Il n’importe. Mon père a décidé de partir, il partira. Le Colonial Office vient de lui attribuer un poste de médecin sur les fleuves de Guyane. Dès qu’il arrive, il affrète une pirogue munie d’un toit de palmes et propulsée par un moteur Ford à axe long. À bord de sa pirogue, accompagné par l’équipe, infirmiers, pilote, guide et interprète, il remonte les rivières : le Mazaruni, l’Essequeibo, le Kupurung, le Demerara.

Il prend des photos. Avec son Leica à soufflet, il collectionne des clichés en noir et blanc qui représentent mieux que des mots son éloignement, son enthousiasme devant la beauté de ce nouveau monde. La nature tropicale n’est pas une découverte pour lui. À Maurice, dans les ravins, sous le pont de Moka, la rivière Terre-Rouge n’est pas différente de ce qu’il trouve en haut des fleuves. Mais ce pays est immense, il n’appartient pas encore tout à fait aux hommes. Sur ses photos paraissent la solitude, l’abandon, l’impression d’avoir touché à la rive la plus lointaine du monde. Du débarcadère du Berbice, il photographie la nappe bistre sur laquelle glisse une pirogue, contre un village de tôle semé d’arbres malingres. Sa maison, une sorte de chalet de planches sur pilotis, au bord d’une route vide, flanquée d’un seul palmier absurde. Ou bien encore la ville de Georgetown, silencieuse et endormie dans la chaleur, maisons blanches aux volets fermés contre le soleil, entourées des mêmes palmiers, emblèmes obsédants des tropiques.

Les photos que mon père a aimé prendre, ce sont celles qui montrent l’intérieur du continent, la force inouïe des rapides que sa pirogue doit remonter, halée sur des rondins, à côté des marches de pierre où l’eau cascade, avec sur chaque rive les murs sombres de la forêt.
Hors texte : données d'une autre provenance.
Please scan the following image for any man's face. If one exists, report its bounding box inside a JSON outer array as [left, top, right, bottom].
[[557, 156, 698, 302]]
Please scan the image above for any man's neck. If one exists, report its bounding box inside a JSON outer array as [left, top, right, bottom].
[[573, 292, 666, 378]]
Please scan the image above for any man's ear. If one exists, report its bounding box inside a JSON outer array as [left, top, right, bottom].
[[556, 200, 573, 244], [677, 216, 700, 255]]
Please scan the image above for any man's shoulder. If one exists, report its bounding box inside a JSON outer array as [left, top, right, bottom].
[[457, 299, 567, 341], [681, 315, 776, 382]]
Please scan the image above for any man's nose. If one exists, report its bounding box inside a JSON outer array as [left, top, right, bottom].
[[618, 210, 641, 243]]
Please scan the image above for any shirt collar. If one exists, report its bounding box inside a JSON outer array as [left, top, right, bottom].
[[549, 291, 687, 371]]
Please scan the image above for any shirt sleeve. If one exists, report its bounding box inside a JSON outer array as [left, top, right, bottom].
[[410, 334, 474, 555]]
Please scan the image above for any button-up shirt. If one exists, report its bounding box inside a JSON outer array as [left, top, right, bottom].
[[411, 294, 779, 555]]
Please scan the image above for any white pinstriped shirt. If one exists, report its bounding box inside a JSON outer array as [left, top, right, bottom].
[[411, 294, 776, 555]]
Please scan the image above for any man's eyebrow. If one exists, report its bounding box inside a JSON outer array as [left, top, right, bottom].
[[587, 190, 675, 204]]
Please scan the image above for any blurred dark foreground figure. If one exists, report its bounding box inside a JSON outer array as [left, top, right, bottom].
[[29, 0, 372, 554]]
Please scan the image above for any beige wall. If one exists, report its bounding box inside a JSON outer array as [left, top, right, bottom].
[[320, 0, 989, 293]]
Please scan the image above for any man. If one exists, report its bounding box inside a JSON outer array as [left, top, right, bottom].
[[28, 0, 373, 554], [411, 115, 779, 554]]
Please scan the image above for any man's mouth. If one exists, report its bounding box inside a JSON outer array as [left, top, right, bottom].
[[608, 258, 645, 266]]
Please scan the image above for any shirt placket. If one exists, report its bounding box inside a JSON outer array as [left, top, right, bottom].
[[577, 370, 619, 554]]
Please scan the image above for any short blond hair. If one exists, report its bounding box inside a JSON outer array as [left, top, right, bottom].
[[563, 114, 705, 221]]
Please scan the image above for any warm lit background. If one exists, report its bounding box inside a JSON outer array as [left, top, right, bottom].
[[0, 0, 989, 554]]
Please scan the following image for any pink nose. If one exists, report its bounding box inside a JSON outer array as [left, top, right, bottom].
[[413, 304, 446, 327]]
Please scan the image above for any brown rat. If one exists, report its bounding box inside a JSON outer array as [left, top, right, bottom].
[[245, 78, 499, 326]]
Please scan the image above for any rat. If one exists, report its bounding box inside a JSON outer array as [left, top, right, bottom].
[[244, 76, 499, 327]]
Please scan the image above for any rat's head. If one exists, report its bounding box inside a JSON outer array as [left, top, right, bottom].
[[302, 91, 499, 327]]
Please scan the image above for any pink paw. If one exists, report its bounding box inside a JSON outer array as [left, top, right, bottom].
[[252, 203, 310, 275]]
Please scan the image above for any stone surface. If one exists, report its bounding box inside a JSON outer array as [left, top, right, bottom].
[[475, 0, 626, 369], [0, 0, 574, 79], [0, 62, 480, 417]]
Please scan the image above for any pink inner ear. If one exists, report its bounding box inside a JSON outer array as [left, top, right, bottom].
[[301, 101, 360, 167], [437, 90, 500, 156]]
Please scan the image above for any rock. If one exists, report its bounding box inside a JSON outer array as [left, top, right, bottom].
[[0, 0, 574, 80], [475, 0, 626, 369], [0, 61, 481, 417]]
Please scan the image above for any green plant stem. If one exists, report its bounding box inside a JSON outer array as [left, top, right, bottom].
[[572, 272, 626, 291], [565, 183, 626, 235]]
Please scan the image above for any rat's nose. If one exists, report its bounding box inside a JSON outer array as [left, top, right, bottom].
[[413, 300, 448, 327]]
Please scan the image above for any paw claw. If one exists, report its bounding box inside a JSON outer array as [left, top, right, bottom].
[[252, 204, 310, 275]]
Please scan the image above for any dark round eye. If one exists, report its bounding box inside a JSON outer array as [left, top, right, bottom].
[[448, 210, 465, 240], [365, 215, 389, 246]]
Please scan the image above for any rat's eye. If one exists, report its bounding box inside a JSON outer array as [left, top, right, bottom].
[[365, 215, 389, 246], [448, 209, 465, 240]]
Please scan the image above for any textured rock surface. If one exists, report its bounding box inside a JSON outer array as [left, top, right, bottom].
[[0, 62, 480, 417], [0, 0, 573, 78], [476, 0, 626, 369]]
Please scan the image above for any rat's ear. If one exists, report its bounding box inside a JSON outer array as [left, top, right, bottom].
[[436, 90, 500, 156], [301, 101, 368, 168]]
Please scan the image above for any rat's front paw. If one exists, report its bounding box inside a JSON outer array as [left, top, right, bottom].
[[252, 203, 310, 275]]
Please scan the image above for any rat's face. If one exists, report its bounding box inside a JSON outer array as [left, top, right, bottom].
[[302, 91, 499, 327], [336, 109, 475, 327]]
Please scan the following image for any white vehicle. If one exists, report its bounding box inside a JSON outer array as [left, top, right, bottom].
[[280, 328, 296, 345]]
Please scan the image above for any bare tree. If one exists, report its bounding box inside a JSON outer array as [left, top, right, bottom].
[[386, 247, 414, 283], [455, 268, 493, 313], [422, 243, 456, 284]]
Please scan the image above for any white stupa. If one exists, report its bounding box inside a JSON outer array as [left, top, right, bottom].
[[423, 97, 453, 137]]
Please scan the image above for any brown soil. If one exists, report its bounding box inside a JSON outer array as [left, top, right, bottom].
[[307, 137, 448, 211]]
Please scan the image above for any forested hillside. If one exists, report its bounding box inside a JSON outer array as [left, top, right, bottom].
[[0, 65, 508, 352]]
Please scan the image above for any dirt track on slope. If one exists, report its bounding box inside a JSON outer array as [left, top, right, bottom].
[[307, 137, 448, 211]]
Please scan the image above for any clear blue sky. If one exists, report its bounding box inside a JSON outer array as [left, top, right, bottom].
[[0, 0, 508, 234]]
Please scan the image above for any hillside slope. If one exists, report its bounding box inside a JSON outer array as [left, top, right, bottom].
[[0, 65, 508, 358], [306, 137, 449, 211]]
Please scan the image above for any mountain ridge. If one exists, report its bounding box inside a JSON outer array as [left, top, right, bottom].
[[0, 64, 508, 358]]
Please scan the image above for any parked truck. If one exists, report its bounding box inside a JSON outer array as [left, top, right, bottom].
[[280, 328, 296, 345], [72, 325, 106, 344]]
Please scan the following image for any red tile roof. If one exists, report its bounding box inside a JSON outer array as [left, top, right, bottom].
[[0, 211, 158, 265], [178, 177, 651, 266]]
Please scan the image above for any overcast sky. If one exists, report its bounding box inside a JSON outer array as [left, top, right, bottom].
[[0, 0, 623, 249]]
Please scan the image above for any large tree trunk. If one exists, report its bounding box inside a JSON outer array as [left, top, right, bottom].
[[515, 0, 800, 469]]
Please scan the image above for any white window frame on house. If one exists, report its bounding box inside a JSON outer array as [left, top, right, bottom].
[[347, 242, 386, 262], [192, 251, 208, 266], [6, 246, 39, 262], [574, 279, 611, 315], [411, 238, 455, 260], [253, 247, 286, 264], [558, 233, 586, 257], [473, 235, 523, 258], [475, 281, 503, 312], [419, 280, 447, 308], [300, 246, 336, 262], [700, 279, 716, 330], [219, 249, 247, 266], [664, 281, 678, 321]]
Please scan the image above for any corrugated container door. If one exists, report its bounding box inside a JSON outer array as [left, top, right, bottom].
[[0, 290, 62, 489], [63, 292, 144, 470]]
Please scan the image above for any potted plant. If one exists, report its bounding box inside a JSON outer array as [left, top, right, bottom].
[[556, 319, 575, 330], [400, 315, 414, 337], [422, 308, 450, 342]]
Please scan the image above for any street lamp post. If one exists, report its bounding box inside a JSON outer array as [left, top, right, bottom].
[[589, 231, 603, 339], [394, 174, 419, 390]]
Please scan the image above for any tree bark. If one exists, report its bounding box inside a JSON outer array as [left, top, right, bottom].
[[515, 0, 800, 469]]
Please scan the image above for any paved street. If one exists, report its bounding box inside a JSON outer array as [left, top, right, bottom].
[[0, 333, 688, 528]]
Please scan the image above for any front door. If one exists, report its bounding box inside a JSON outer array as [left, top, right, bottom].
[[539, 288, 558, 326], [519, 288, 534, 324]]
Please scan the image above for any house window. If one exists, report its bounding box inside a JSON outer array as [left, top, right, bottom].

Les chutes de Kaburi, sur le Mazaruni, l’hôpital de Kamakusa, les maisons de bois le long du fleuve, les boutiques de chercheurs de diamants. Soudain une bonace sur un bras du Mazaruni, un miroir d’eau qui étincelle et entraîne vers la rêverie. Sur la photo apparaît l’étrave de la pirogue en train de descendre le fleuve, je la regarde et je sens le vent, l’odeur de l’eau, j’entends malgré le grondement du moteur le crissement incessant des insectes dans la forêt, je perçois l’inquiétude qui naît à l’approche de la nuit. À l’embouchure du rio Demerara, les palans chargent le sucre demerara à bord des cargos rouillés. Et sur une plage, où viennent mourir les vagues du sillage, deux enfants indiens me regardent, un petit garçon de six ans environ et sa sœur à peine plus âgée, tous deux ont le ventre distendu par la parasitose, leurs cheveux très noirs coupés « au bol » au ras des sourcils, comme moi à leur âge. De son séjour en Guyane, mon père ne rapportera que le souvenir de ces deux enfants indiens, debout au bord du fleuve, qui l’observent en grimaçant un peu à cause du soleil. Et ces images d’un monde encore sauvage, entraperçu le long des fleuves. Un monde mystérieux et fragile, où règnent les maladies, la peur, la violence des orpailleurs et des chercheurs de trésors, où l’on entend le chant de désespérance du monde amérindien en train de disparaître. S’ils vivent encore, que sont devenus ce garçon et cette fille ? Ils doivent être des vieillards, proches du terme de l’existence.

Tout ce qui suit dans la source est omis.